Nitrates et thyroïde

Pearce, E.N and Braverman, L.E. (2009) Environmental pollutants and the thyroid. Best Practice and Research Clinical Endocrinology and Metabolism 23, 801-813.

(voir l'abstract ici)

On considère qu’au-delà de certaines doses, une centaine de substances naturelles ou synthétiques sont susceptibles d’exercer des effets indésirables sur la fonction thyroïdienne ou sur le métabolisme des hormones thyroïdiennes.

Ces substances à tropisme thyroïdien peuvent exercer leur action à des niveaux variés. Certaines substances inhibent la thyroperoxydase, freinant, de la sorte, la synthèse d’hormone thyroïdienne. D’autres contrecarrent la fixation des hormones thyroïdiennes à la protéine qui les transporte dans la circulation sanguine. D’autres activent les enzymes hépatiques qui participent au métabolisme hormonal. D’autres exercent une action directe, en périphérie, sur le récepteur cellulaire à l’hormone thyroïdienne. D’autres enfin, ce sont elles sur lesquelles notre intérêt se porte, inhibent de manière compétitive l’action de la protéine qui, dans la glande, assure le transport couplé à la fois de l’ion sodium et de l’ion iodure: le «symporteur sodium-iodure» ou NIS (sodium/iodine symporter).

Trois ions agissent sur le NIS, l’ion perchlorate ClO4-, l’ion thiocyanate SCN- et l’ion nitrate NO3-. L’action compétitive à l’égard du NIS de l’ion thiocyanate est connue pour être 15 fois moins puissante que celle de l’ion perchlorate, et l’action compétitive à l’égard du NIS de l’ion nitrate est connue pour être, respectivement, 16 et 240 fois moins puissante que celle de l’ion thiocyanate et de l’ion perchlorate.
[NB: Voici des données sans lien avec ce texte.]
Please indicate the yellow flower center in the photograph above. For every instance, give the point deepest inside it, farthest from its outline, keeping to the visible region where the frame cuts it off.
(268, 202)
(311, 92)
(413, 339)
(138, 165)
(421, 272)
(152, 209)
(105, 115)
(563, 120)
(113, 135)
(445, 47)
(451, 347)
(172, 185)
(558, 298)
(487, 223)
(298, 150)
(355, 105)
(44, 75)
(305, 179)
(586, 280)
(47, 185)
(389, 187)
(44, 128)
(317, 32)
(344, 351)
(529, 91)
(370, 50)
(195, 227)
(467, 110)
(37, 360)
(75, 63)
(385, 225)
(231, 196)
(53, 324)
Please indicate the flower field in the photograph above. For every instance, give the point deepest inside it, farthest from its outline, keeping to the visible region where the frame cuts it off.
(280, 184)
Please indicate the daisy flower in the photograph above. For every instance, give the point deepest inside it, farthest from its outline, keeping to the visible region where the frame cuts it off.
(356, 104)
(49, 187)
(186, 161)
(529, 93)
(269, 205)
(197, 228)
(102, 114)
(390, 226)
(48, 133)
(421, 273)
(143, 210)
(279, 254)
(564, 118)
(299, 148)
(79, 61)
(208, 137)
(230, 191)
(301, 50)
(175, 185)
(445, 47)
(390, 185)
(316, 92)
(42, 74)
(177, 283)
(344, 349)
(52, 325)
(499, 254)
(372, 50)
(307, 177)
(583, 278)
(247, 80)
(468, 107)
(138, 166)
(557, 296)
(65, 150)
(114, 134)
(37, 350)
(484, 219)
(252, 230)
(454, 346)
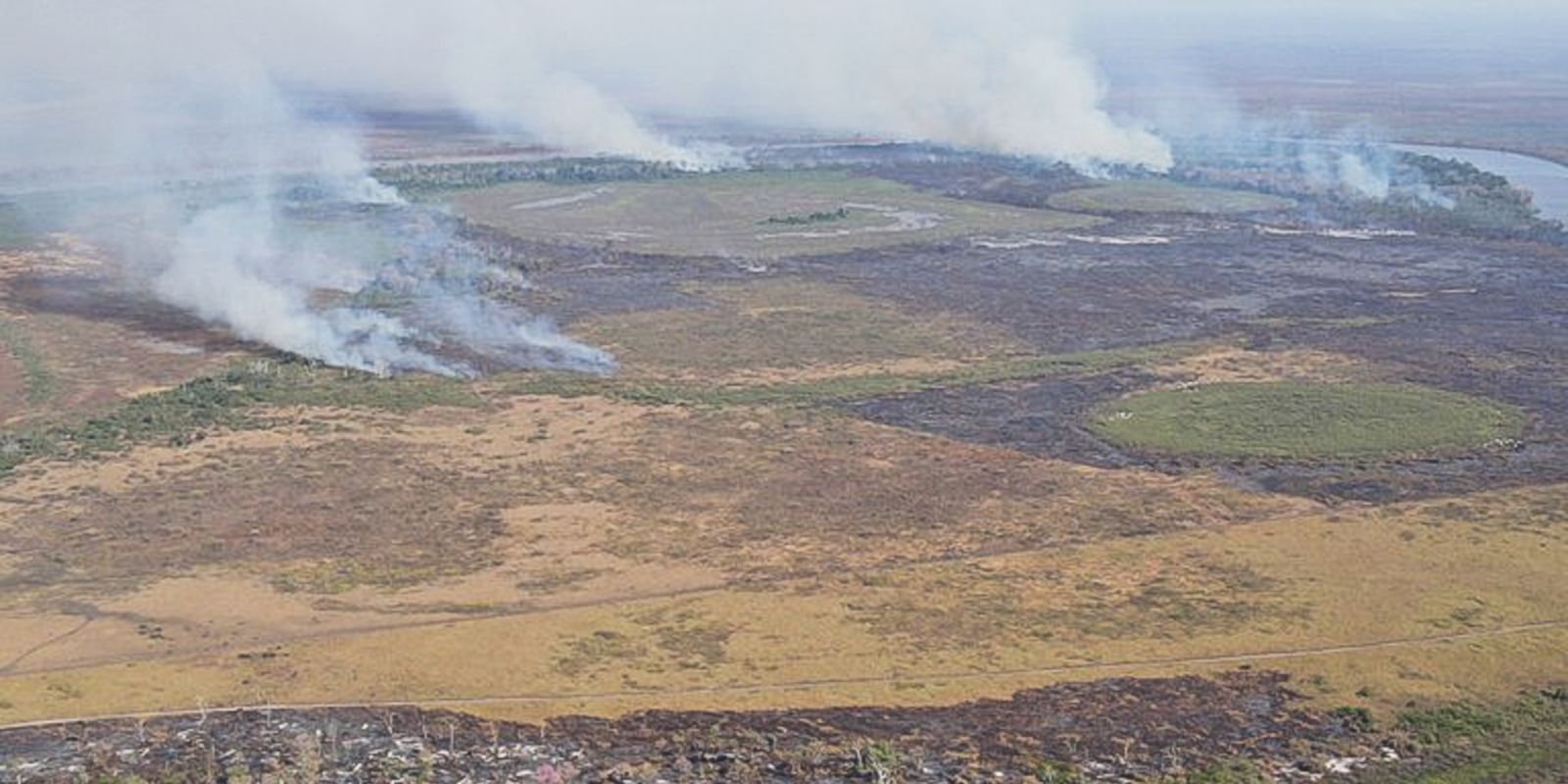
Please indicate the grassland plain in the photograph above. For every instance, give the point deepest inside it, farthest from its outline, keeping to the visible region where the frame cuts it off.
(728, 214)
(791, 325)
(710, 530)
(1286, 593)
(1306, 420)
(1164, 196)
Les auteurs américains (Boston, Massachusetts) font une revue de la littérature. Pour les trois ions, ils recensent des données contradictoires. En particulier, pour l’ion nitrate, ils rapportent le travail de Below et coll. (2008) qui, chez 3772 adultes, ne montre pas de lien statistique entre les concentrations urinaires en nitrates et le volume thyroïdien mesuré en échographie, et celui de Hunault et coll. (2007) qui, chez 10 sujets volontaires, ne montre pas de modifications des fonctions thyroïdiennes après ingestion quotidienne, pendant un mois, de 700 à 800 mg de NO3-. A l’inverse, ils rapportent trois publications provenant de Bulgarie et de Slovaquie. Ces trois publications (Gatseva et coll., 2008, Gatseva et coll., 2008 et Tatjakova et coll., 2006) signalent que, dans certaines sous-populations (enfants d’âge scolaire, femmes enceintes), les augmentations de volume de la glande thyroïde ou les perturbations des fonctions thyroïdiennes sont statistiquement plus fréquentes lorsque l’eau de boisson est riche en nitrates (respectivement, dans ces trois études: 75, 93, et entre 51 et 274 mg NO3- par litre).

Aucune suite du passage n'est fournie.